Tuesday May 1 6:45 PM ET
'King Hedley II' Mesmerizing
By MICHAEL KUCHWARA, AP Drama Critic
NEW YORK (AP) - Playwright August Wilson always has been a superb storyteller. A natural yarn-spinner with a poetic, often otherworldly bent and a talent for creating unforgettable characters. Those gifts don't
fail him in ``King Hedley II,'' his latest - and most operatic - play, now making mesmerizing music on Broadway after a yearlong tour of regional theaters.
Wilson's melody here is the mournful sound of what might have been, a blues-tinged tale about a driven, almost demonic man. He's a petty thief named King who will stop at nothing for a better life. ``I set me
out a little circle and anything come inside my circle I say what happen and don't happen,'' proclaims King with a royal, godlike authority that the play's title implies.
King's circle of desperation can be found in the barren backyards of several crumbling Pittsburgh tenements, splendidly created by designer David Gallo in all their dusty decay on the stage of the Virginia
Theatre. It's the dilapidated arena where Hedley's life is tragically played out.
Right from the play's opening moments, there's a sense of doom. ``Everything done got broke up,'' says a demented prophet named Stool Pigeon, a garrulous neighbor who sees the truth in all the
craziness around him. ``Pieces flying everywhere. Look like it's gonna be broke up some more before it get whole again. If it ever do. Ain't no telling.''
That uncertainty threads its way through ``King Hedley II,'' the eighth play by Wilson in his mammoth, decade-by-decade look at the black experience in 20th-century America. This time, Wilson's drama,
which includes several of the characters from his earlier ``Seven Guitars,'' takes place in the mid-1980s. Ronald Reagan (news - web sites) is president. Drive-by shootings in poor neighborhoods are becoming common. And Aunt Esther, a
revered member of the black community, has died at what the other residents say is the age of 366.
``King Hedley II'' is a big play (its running time pushes three hours), filled with big emotions and big speeches. These aria-like monologues are rich in humor, heartbreak and the astonishing details that go
into creating real people.
The production has been somewhat rewritten, mostly recast and cut some 30 minutes since its premiere at Pittsburgh's Public Theater in December 1999. The drama is still a bit unwieldy, particularly in its final
moments, but Wilson has clarified and deepened the characters, and director Marion McClinton makes it all move with surprising grace.
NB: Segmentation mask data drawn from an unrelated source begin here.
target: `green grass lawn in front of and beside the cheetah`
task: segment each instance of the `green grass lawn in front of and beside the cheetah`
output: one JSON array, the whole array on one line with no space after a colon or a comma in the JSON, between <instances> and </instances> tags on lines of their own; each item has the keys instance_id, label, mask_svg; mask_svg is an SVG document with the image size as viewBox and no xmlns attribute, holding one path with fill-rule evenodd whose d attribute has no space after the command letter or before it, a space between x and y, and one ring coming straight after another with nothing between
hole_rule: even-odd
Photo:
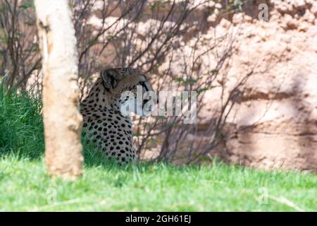
<instances>
[{"instance_id":1,"label":"green grass lawn in front of and beside the cheetah","mask_svg":"<svg viewBox=\"0 0 317 226\"><path fill-rule=\"evenodd\" d=\"M46 175L38 100L0 88L0 210L316 211L316 174L263 172L214 161L120 167L85 145L76 182Z\"/></svg>"}]
</instances>

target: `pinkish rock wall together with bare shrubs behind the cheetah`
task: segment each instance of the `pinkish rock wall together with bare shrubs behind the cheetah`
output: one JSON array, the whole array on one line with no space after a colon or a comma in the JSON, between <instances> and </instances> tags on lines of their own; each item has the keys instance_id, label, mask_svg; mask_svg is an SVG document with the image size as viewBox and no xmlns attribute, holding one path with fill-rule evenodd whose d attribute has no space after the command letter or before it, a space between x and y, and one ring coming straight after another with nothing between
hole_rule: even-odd
<instances>
[{"instance_id":1,"label":"pinkish rock wall together with bare shrubs behind the cheetah","mask_svg":"<svg viewBox=\"0 0 317 226\"><path fill-rule=\"evenodd\" d=\"M70 8L80 98L108 67L138 67L157 91L197 91L194 124L133 117L139 157L316 171L317 1L71 0ZM0 79L40 97L41 60L32 1L0 0Z\"/></svg>"}]
</instances>

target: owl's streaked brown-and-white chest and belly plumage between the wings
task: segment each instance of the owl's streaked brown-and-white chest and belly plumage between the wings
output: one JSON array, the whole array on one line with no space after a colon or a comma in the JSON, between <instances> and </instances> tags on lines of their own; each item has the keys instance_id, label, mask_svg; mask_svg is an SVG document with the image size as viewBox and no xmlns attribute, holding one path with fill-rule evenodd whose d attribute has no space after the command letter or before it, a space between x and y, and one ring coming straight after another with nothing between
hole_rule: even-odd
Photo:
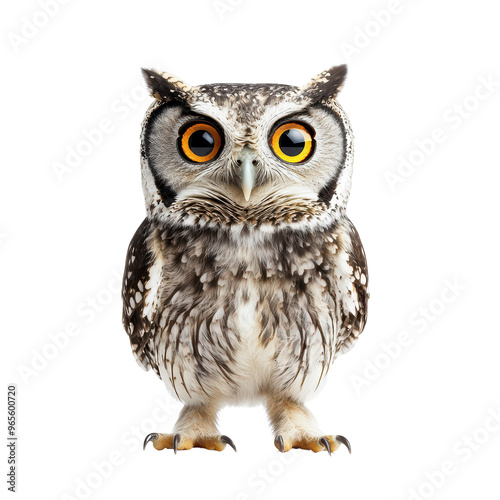
<instances>
[{"instance_id":1,"label":"owl's streaked brown-and-white chest and belly plumage between the wings","mask_svg":"<svg viewBox=\"0 0 500 500\"><path fill-rule=\"evenodd\" d=\"M334 225L163 225L152 234L161 277L148 348L176 396L253 400L276 388L291 397L317 389L337 352L339 312L357 307L340 296L347 271Z\"/></svg>"}]
</instances>

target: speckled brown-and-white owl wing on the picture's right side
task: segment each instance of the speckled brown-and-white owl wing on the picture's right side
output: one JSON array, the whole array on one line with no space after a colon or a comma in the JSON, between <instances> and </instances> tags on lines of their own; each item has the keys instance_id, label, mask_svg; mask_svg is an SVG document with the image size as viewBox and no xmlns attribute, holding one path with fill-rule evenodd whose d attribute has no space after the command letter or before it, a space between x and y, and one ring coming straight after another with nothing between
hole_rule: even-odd
<instances>
[{"instance_id":1,"label":"speckled brown-and-white owl wing on the picture's right side","mask_svg":"<svg viewBox=\"0 0 500 500\"><path fill-rule=\"evenodd\" d=\"M337 342L335 357L349 351L365 328L368 315L368 266L363 244L354 224L344 217L338 231Z\"/></svg>"}]
</instances>

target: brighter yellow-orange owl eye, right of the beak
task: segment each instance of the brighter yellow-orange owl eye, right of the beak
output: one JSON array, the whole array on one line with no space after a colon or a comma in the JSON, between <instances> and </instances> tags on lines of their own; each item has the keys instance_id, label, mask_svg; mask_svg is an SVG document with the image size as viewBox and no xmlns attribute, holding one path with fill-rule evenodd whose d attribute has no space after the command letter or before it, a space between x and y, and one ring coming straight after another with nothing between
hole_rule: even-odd
<instances>
[{"instance_id":1,"label":"brighter yellow-orange owl eye, right of the beak","mask_svg":"<svg viewBox=\"0 0 500 500\"><path fill-rule=\"evenodd\" d=\"M311 156L313 137L314 130L304 123L284 123L271 134L271 149L278 158L288 163L300 163Z\"/></svg>"}]
</instances>

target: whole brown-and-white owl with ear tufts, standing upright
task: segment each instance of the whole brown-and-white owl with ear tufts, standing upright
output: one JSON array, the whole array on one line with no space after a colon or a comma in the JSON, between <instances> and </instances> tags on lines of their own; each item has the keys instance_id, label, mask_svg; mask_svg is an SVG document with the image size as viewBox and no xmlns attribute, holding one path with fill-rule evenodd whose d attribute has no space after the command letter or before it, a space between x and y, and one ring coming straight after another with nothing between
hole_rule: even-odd
<instances>
[{"instance_id":1,"label":"whole brown-and-white owl with ear tufts, standing upright","mask_svg":"<svg viewBox=\"0 0 500 500\"><path fill-rule=\"evenodd\" d=\"M139 364L183 404L157 450L236 450L217 414L263 404L281 452L332 453L305 402L363 331L368 273L346 215L346 66L303 87L189 86L143 70L146 218L128 248L123 324Z\"/></svg>"}]
</instances>

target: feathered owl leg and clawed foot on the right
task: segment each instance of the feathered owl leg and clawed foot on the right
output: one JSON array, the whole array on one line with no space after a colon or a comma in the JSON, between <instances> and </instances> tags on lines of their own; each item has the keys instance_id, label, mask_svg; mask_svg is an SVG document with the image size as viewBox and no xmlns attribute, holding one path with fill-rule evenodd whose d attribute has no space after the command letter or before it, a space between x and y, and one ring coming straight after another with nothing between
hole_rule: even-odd
<instances>
[{"instance_id":1,"label":"feathered owl leg and clawed foot on the right","mask_svg":"<svg viewBox=\"0 0 500 500\"><path fill-rule=\"evenodd\" d=\"M313 414L301 403L290 399L269 400L267 412L275 433L274 445L282 453L300 448L331 454L342 444L351 452L344 436L323 435Z\"/></svg>"}]
</instances>

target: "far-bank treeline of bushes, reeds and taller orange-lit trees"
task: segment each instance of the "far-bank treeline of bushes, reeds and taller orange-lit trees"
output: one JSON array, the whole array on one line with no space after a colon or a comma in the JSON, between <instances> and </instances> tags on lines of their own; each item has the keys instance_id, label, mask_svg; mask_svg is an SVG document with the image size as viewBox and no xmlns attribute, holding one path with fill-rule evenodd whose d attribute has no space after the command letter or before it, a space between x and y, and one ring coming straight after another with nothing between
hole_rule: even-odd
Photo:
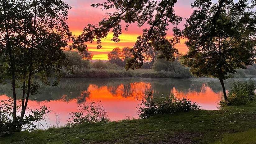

King, played with messianic intensity by Brian Stokes Mitchell, is a con man who deals in stolen refrigerators and big dreams. He also did time for killing the man who slashed his face with a knife and left a scar
that is more than skin-deep.
Yet King sees a way out. With his good friend Mister (Monte Russell), the ex-convict plans to rob a jewelry store to get the money to open a video store.
The man also has to deal with two recalcitrant women in his life: his mother, Ruby, and his pregnant wife, Tonya, who is unsure she wants to keep the child. Tonya's concerns are articulated with a fierce
bitterness by Viola Davis, an actress of uncommon power and stage presence.
Ruby, portrayed by the lovely Leslie Uggams, abandoned her son years ago, along with her dreams of becoming a
club singer. Resentments have simmered and now she must not only confront him, but one of her old lovers as well, an unrepentant wheeler-dealer named Elmore.
Uggams brings an angry yet wistful sadness to Ruby, a woman of faded elegance who now knows what she never will have. It's also a pleasure to hear the performer sing again on a Broadway stage, even if it is only
a few bars of ``Red Sails in the Sunset.''
Elmore is the voice of opportunistic common sense in ``Hedley,'' a man who doesn't let anything stand in his way of getting what he wants. Naturally, he clashes with King. The exuberant Charles Brown
makes Elmore a sly charmer, a gambler whose earthy humor masks a murderous instinct that will be revealed before the end of the evening.
Despite the play's seriousness, humor abounds, particularly in the banter between Elmore and Mister and the wild blasphemies spouted by Stool Pigeon (the wonderful Stephen McKinley Henderson) about the Creator.
With his latest arrival on Broadway, Wilson has only the first and last decades of the 20th century to chronicle. From ``Ma Rainey's Black Bottom'' to ``Fences'' to ``Jitney'' and all the
rest, it's been quite a journey. ``King Hedley'' will only add to that towering achievement.